What is text analysis?

Text analysis is the process of using computer systems to read and understand human-written text for business insights.

https://aws.amazon.com/what-is/text-analysis/

The above definition does not cover the text analysis done manually by researchers in social sciences. So, generally, text analysis is the process of examining and understanding texts using various techniques and methods in order to extract meaningful insights and patterns. Text analysis techniques using computer systems can range from basic tasks such as text cleaning, tokenization, and counting word frequencies, to more complex tasks such as text classification, sentiment analysis, topic modeling, and natural language processing (NLP).

In today’s data-driven world, text analysis has become an essential tool for understanding and extracting insights from vast amounts of unstructured data. With the rise of social media, online reviews, and customer feedback, text analysis has become increasingly important in fields such as marketing, customer service, and research. Python, being a popular language for data analysis, provides a wide range of libraries and tools for text analysis, making it an excellent choice for anyone looking to perform text analysis tasks.

In this blog post, I will explore various approaches to text analysis and popular Python libraries that can be used for text analysis. In a previous post, I explained how you can work with the Stanza library to analyze texts. In hits post, I will focus on Spacy, a popular library for natural language processing, and explore its text preprocessing capabilities, including tokenization, lemmatization, and stop word removal. Additionally, I will dive into sentiment analysis with TextBlob, a Python library built on top of NLTK. By the end of this blog post, you will have a good understanding of text analysis with Python and be able to apply these techniques to your own text analysis tasks.

Text Preprocessing

Text preprocessing is an important step in any text analysis task, as it helps to clean and transform the raw text into a more structured format that can be easily analyzed. Spacy, a popular natural language processing library in Python, provides various tools for text preprocessing, including tokenization, lemmatization, and stop word removal.

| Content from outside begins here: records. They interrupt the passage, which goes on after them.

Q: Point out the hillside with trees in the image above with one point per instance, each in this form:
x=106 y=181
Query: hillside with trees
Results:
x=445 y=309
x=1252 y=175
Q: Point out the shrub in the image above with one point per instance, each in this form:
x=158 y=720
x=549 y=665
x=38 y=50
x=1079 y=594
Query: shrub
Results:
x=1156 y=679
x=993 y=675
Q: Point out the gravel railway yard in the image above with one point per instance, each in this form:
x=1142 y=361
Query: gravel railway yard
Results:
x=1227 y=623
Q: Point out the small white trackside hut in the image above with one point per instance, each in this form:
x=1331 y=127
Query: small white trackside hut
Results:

  1. Installing Spacy: Before we can start using Spacy, we need to install it. You can install Spacy using pip, a package manager for Python. Simply run the following command in your terminal or command prompt:
pip install spacy
  1. Importing and loading the Spacy model: Once Spacy is installed, we need to load a language model that can be used for text preprocessing. Spacy provides various pre-trained models for different languages, including English, Spanish, German, and more. You can load the English model by running the following code:
import spacy

nlp = spacy.load("en_core_web_sm")

This will load the English language model into the nlp object.

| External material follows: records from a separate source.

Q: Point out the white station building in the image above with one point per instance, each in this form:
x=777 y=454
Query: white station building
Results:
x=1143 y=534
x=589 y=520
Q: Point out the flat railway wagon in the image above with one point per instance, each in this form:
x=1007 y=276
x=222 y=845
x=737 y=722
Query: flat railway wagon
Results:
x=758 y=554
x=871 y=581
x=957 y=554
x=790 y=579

  1. Tokenization of text using Spacy: Tokenization is the process of splitting the text into individual words or tokens. Spacy provides a tokenizer that can split the text into tokens based on various rules. You can tokenize a text by calling the nlp object on the text and iterating over the doc object to get the individual tokens:
text = "This is a sample sentence."
doc = nlp(text)

for token in doc:
    print(token.text)

This will output:

This
is
a
sample
sentence
.
  1. Lemmatization of tokens using Spacy: Lemmatization is the process of reducing words to their base or dictionary form. Spacy provides a lemmatizer that can be used to lemmatize tokens. You can lemmatize a token by accessing its lemma_ attribute:
for token in doc:
    print(token.text, token.lemma_)

This will output:

This this
is be
a a
sample sample
sentence sentence
. .

Note that the lemmatized form of “is” is “be”, which is the base form of the verb.

  1. Removing stop words using Spacy: Stop words are common words that do not carry much meaning and can be removed from the text without affecting the overall meaning of the text. Spacy provides a list of stop words that can be used to remove stop words from the text. You can remove stop words from a text by iterating over the tokens and checking if the token is a stop word and use isalpha() method to remove punctuations:
for token in doc:
    if not token.is_stop and token.text.isalpha():
        print(token.text)

This will output:

sample
sentence

Overall, Spacy provides powerful tools for text preprocessing, making it easier to clean and transform raw text into a more structured format that can be easily analyzed.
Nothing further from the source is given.